One of the great advantages of the Social Security benefit in the United States relates to spouses. Anyone who is a spouse of someone claiming the retirement benefit can also claim it. This is a great benefit to the individual. It does not matter if the spouse has never worked. Regardless of whether or not he or she has contributed, the spouse can apply for the Social Security benefit when his or her partner does.
The benefits of being a spouse and being able to claim Social Security benefits are many. There is no apparent disadvantage. So if you are able to claim it may be a good idea for your family finances. Even if you are no longer married to that working person, you may still be eligible to claim the spousal benefit, albeit with certain requirements.
A former spouse can claim Social Security
If you were a spouse, you may be entitled to claim a Social Security benefit. But not just any ex-spouse can do so. The couple must have been married for at least 10 years. Also, you cannot have remarried again. In short, if you have been married for ten years to a working person, you are entitled to a benefit from your ex-spouse under United States Social Security. As long as you have not been married before.
Therefore, you should have no problem claiming the Social Security benefit for yourself as a spouse, whether for one reason or another. If you are married to the worker claiming Social Security, you may also do so. On the other hand, if you were married for at least 10 years to a worker who can claim Social Security, you can also apply for that benefit.
How much is a spouse’s benefit?
The Social Security Administration states that the spousal benefit is up to 50% of the Full Retirement Age (FRA) benefit. When the worker claims his or her benefit before the FRA, the SSA reduces the spousal benefit as well. For example, if the worker prefers to retire at age 62, the spouse is entitled to a benefit of about 30% of the total.

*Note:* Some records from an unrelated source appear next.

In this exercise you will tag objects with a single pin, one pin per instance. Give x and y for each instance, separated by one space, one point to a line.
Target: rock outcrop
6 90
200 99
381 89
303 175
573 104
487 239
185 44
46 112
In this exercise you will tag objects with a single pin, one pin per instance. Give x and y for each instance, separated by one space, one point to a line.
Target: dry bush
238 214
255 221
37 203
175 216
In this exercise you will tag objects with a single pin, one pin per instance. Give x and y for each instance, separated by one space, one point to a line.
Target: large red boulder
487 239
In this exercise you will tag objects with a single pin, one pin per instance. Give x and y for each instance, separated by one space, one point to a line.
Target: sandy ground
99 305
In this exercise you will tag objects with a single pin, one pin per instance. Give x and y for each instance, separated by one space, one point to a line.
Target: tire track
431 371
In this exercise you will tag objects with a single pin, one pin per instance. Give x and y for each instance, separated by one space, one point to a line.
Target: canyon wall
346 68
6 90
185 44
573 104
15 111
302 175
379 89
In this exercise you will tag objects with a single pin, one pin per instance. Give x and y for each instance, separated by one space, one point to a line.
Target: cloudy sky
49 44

Let’s look at a clear example. If in the first case the working person decides to apply for the FRA and receives $2,000 in benefit, the spouse will receive $1,000, so the whole couple would have $3,000 per month. On the other hand, if he or she does not wait for the FRA, the amount is reduced. By collecting a $2,000 benefit, the couple would receive about $600, maybe a little more. In conclusion, it is much better to wait for the FRA, both for the working person and for the spouse who will collect Social Security.